EVALUATING GENETIC POLYMORPHISMS IN SUDDEN CARDIAC ARREST SURVIVORS

Abstract

 Sudden cardiac arrest (SCA) remains a major public health concern, with survival rates under 10% despite improvements in emergency cardiovascular care. Genetic predispositions, particularly mutations in cardiac ion channel genes, are increasingly recognized as key contributors to SCA in the absence of structural heart disease. This study aimed to evaluate the frequency, type, and clinical relevance of genetic polymorphisms in survivors of SCA to identify potential biomarkers for risk stratification and targeted intervention.A total of 100 SCA survivors were enrolled and underwent detailed clinical profiling and genomic analysis. Peripheral blood samples were used for DNA extraction, and whole-exome sequencing was performed focusing on five arrhythmia-associated genes: SCN5A, KCNQ1, KCNH2, RYR2, and DSC2. Variant classification included analysis of type (missense, nonsense, etc.) and pathogenicity using in silico tools.
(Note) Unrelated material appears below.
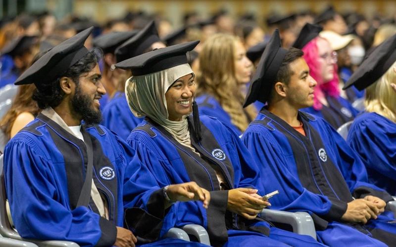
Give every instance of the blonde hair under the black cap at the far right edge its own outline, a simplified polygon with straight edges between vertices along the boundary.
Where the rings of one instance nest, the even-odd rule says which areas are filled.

By the way, along with recording survival, age, sex, and family history, an ECG was also used to look at the QT interval.  Out of all five genes, SCN5A was mutated most often (25%), followed by KCNQ1 (24%) and KCNH2 (20%).  Having these mutations leads to a longer duration in the QT interval.  Almost all survivors (96%) had an SCN5A mutation, while 90% of non-survivors had a KCNQ1 mutation.  The majority of people with a SCN5A or DSC2 mutation have a family history of the condition.  Researchers stress that some genetic variations are highly associated with the outcomes of SCA.  It is clear from these findings that precision medicine lowers sudden heart deaths and should be a routine part of cardiac risk exams.  To confirm the link between the correlations and to improve genetic risk models, major research studies are needed for the future.